The tip for a galette des rois without a blood

The result: half the calories.

January 6 is Epiphany. The opportunity to draw kings and eat galette, a pastry made of puff pastry and frangipane. A tradition dear to many people which is not without consequences on blood sugar levels (blood sugar levels) and weight to the extent that one portion provides around 400 calories and 10 grams of sugar. You must therefore keep in mind that the king cake is (very) caloric and that it is better to eat it occasionally. If you buy it in a bakery, choose a galette with applesauce or a brioche des rois which are slightly less caloric than the traditional galette. The best thing is to make it yourself to control the quantity of butter and sugar and reduce the impact on blood sugar.

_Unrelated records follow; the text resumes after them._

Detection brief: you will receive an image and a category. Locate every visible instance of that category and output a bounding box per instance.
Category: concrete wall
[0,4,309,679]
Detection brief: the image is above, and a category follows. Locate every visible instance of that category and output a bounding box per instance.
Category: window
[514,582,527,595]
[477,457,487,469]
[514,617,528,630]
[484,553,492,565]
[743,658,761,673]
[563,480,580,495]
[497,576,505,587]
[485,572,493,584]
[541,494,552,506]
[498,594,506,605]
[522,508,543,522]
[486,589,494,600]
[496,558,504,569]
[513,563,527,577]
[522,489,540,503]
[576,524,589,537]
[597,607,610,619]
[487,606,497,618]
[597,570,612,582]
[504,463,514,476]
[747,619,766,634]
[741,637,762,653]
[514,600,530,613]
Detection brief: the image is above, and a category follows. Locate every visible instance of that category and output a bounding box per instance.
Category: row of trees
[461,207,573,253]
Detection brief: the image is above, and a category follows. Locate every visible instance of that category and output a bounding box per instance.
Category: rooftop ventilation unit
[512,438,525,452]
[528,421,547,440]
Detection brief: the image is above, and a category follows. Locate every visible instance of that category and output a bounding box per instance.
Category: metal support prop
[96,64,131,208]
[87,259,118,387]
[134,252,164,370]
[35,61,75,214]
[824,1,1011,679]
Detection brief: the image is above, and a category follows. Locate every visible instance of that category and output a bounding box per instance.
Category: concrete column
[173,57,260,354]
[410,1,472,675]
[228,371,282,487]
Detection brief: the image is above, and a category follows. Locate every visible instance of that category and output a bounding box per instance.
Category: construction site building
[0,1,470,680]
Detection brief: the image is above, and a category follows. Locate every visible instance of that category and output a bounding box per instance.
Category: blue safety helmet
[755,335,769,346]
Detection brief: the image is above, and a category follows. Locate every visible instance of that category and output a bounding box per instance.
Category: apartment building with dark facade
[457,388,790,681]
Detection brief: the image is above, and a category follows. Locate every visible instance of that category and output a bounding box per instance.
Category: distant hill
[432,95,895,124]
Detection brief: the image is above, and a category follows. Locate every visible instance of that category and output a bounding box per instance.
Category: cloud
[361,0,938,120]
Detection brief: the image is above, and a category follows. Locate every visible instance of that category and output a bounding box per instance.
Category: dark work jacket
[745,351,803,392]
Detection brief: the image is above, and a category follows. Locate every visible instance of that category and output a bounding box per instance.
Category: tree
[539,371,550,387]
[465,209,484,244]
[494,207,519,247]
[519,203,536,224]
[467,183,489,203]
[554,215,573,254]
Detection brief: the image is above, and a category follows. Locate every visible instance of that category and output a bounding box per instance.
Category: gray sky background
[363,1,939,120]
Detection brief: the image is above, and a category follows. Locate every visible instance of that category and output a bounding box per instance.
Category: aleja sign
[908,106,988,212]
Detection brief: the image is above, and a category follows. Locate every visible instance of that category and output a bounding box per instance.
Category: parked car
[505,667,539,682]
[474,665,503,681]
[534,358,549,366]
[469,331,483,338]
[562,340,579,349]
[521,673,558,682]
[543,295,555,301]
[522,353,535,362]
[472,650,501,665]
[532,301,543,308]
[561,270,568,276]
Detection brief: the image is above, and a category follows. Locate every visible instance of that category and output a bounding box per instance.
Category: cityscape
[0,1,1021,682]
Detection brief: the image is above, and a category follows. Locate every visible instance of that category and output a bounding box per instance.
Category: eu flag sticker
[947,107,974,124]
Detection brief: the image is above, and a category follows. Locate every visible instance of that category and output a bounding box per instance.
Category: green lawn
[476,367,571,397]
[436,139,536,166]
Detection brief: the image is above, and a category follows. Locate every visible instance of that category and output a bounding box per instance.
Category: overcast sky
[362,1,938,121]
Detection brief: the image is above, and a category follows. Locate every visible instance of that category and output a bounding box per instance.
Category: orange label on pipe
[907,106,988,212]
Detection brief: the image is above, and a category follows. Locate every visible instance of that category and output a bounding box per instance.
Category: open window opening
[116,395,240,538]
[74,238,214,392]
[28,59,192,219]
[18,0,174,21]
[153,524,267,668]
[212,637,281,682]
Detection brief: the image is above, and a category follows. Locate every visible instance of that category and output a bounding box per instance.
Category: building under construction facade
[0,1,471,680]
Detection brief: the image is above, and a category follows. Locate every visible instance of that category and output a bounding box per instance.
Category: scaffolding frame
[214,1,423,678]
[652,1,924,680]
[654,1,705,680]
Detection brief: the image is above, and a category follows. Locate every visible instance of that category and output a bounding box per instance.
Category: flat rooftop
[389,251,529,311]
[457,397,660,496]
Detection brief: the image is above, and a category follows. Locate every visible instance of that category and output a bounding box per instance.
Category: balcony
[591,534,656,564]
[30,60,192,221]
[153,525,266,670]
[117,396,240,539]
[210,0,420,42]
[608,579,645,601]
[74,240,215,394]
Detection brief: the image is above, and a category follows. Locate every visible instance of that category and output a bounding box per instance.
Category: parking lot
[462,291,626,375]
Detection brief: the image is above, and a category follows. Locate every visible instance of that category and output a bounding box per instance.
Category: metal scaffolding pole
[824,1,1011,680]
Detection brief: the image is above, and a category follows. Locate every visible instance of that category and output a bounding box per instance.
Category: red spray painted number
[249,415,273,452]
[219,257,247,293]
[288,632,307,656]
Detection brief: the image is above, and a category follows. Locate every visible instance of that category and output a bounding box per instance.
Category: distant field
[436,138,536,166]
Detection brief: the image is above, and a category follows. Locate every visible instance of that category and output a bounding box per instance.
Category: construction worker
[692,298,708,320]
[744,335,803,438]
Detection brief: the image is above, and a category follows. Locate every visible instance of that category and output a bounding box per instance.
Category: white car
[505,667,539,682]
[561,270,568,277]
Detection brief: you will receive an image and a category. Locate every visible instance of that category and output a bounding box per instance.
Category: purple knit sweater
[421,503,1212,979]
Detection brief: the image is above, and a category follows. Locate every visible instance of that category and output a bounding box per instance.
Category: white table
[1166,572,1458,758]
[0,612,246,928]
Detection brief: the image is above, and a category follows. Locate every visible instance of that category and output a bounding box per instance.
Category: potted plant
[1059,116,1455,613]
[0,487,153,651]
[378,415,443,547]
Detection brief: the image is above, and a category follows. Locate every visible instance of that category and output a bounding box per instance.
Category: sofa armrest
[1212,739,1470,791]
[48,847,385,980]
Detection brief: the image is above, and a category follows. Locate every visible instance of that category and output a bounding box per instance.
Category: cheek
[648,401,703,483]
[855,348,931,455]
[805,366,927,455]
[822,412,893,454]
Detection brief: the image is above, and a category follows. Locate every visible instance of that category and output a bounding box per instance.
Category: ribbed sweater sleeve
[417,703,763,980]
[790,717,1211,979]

The trick to know here is to lighten the traditional frangipane made from pastry cream and almond cream by replacing the white sugar with coconut sugar. This has a much lower glycemic index and is an interesting source of nutrients (potassium, magnesium, zinc, antioxidants). But also swap almond powder for almond flour. “Unlike almond powder, the flour has been degreased. It therefore contains a higher content of proteins but lower in carbohydrates and lipids. The energy value of the flour is thus reduced by approximately 50% compared to almond powder, in other words, it is half as caloric.“, explain the millers of the Max de Génie company.

Almond flour helps maintain the good vanilla and sweet taste characteristic of the pancake (for an even more pronounced almond taste, add two drops of bitter almond extract to the filling). In addition, its richness in protein makes it a more filling product. You will get used to it more quickly and will more easily avoid taking part again.

Last tip for “limit the damage on the glucose side, the best is to consume the galette des rois only as a dessert – therefore neither in isolation, nor at breakfast – in a reasonable portion, 1 to 2 times a week in January (not at every meal)“, recommends Dr. Pierre Nys, nutritionist-endocrinologist in his book “L’alimentation Glucose Control” (ed. Leduc).